After our car was crushed by a taxi in Glasgow recently, we took a bus into Inverness to look for a new vehicle. We had a list of dealerships and addresses in one hand and a map in the other. We confidentially set out on foot to find a new car. Out of a list of seven different places, we never found even one. We got home to find a car in our driveway and keys through the letterbox. While we were on an impossible mission to find a dealership, wonderful Christian friends had decided to give us one of their cars. I can picture God chuckling as He watched us study the map and set off first in one direction, then in another, only to wind up back at the bus station again.
For nearly two years, we’ve made a mile-plus, twenty-minute hike up a steep hill to get to our dog’s veterinarian, because we can’t figure out how to get there in a car. Between the parking lot and the vet’s office, there are several roundabouts and a lot of one-way streets. Signs are small and lettered in both Gaelic and English, which makes them so cluttered that I can’t read them fast enough to react. When you hit a roundabout in the wrong lane and are fenced in by vehicles in every lane around you, you must simply keep driving around and around until you can move over and get off. I have on occasion wound up going back in the same direction from which I had just come! Many streets aren’t marked. When they are, the small signs with faded letters are perched up on buildings, eye level with giraffes.
On our most recent journey to the vet, Angel Joy had to be tranquilized for a procedure. The vet recommended picking her up in the car, because she would be too groggy to walk. We tried. We even bought a new map. We spent hours walking down every road that connected into the one we took to the vet’s office so we could find the right roundabout to take with the car. Finally…still on foot, we spotted a pedestrian trail up a steep hill that looked like it headed in the right direction. Out of sheer desperation, we took it. Five minutes later, we were staring at the vet’s office in amazement! We walked our mostly-recovered Angel Joy down the hill to the car.
God has a great sense of humor. When things get whacky in your life, enjoy a good laugh with the Creator of the universe – Who also invented humor!
And if you need direction in your life, turn to God. Unlike us, He never gets lost!


Directionally Challenged

Luss Alan

I’m so thankful that God can find us more easily than we can find ourselves.
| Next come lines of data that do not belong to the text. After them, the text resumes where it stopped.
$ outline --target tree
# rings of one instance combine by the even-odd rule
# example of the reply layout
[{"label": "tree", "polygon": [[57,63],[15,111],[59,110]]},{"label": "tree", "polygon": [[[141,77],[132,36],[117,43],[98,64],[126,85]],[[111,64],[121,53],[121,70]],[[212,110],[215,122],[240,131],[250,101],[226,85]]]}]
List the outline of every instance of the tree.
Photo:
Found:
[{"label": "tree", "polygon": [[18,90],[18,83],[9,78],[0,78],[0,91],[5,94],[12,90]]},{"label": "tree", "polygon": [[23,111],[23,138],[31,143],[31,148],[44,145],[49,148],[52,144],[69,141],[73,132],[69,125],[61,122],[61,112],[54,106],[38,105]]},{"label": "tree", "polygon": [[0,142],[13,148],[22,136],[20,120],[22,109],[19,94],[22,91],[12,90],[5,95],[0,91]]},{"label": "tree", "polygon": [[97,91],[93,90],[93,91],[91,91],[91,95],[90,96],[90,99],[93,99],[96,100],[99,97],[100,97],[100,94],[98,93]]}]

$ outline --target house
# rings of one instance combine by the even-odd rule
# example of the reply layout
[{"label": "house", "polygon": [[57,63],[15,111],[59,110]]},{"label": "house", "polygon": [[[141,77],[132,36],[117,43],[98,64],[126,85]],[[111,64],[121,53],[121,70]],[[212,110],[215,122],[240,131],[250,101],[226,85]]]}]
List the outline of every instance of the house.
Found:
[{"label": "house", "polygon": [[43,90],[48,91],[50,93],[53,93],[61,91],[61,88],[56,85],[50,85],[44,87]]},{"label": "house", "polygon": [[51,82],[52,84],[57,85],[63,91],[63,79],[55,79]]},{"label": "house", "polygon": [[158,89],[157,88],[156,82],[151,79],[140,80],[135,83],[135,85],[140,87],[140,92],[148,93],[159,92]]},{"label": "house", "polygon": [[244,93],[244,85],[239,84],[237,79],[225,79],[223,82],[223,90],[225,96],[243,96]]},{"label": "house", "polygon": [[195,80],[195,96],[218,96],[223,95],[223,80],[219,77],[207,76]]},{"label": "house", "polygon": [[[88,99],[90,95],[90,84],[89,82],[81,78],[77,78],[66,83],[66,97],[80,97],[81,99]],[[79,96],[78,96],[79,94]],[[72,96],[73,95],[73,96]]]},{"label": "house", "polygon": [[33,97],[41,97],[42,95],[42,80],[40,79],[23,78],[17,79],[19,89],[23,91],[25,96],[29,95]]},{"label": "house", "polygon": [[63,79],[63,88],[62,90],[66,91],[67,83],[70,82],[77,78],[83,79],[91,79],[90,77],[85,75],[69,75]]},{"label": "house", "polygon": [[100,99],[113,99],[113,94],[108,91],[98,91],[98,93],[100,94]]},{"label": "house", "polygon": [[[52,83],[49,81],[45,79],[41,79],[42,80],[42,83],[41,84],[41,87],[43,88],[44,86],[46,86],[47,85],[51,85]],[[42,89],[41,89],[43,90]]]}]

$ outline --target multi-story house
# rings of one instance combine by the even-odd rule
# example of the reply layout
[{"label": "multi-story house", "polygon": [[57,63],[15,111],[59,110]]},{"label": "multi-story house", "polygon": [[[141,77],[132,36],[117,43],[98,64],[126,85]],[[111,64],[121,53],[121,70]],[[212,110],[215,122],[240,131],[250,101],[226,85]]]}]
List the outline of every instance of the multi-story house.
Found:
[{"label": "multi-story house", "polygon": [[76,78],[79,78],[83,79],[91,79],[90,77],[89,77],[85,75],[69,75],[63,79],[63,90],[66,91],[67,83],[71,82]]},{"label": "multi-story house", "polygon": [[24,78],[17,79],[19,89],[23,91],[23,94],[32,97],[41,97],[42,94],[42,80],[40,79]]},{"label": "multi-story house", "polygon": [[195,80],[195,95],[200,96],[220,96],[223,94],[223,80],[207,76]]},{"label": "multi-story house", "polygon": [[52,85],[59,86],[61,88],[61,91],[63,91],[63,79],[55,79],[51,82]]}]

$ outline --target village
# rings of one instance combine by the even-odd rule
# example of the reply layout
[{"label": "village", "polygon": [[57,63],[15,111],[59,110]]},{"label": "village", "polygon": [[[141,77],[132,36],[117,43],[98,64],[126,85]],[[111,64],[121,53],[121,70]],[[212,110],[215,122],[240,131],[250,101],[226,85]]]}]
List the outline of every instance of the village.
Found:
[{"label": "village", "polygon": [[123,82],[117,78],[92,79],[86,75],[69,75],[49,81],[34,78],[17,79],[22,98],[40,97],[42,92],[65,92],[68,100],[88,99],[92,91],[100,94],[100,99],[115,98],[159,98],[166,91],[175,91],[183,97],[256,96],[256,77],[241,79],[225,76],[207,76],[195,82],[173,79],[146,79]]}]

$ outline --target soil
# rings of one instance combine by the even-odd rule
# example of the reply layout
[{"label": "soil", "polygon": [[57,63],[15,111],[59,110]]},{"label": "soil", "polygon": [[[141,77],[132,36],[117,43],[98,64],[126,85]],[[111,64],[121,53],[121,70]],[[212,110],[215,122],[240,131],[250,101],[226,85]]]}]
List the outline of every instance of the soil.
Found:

Since big Taxi wiped out little car, we took a bus into Inverness to look for a new car. We had a map. Alan read the map. He stopped along the sidewalk every few yards to consult the map and make sure we were going in the right direction. Once he stopped in the street and I had to pull him to safety.

We briskly and confidently walked four miles, never realizing we were lost until approaching the same roundabout for the third time from the third different direction. Looking at the map again – this time in the rain since we had lost the sun as well as ourselves – we realized that while we had already walked four miles, we needed to go at least four more miles in the opposite direction to get to the car dealership. We gave up.

I laughed all the way back to the bus station. It was so funny that Alan had diligently followed the map, only to be lost. Besides; becoming physically lost is a minor and temporary frustration when the soul has found God.

God gave us the Bible as an infallible map through life. When we follow it, we circumvent lifestyle choices that can steal our health, peace of mind, and rob us of our joy. With the Bible as our guide, we can never lose our most important and valuable possession – our soul.

But here on earth…don’t walk or ride with us unless you have a good sense of direction and aren’t in a hurry. You might just wind up in the very Brigadoonish Luss. We did!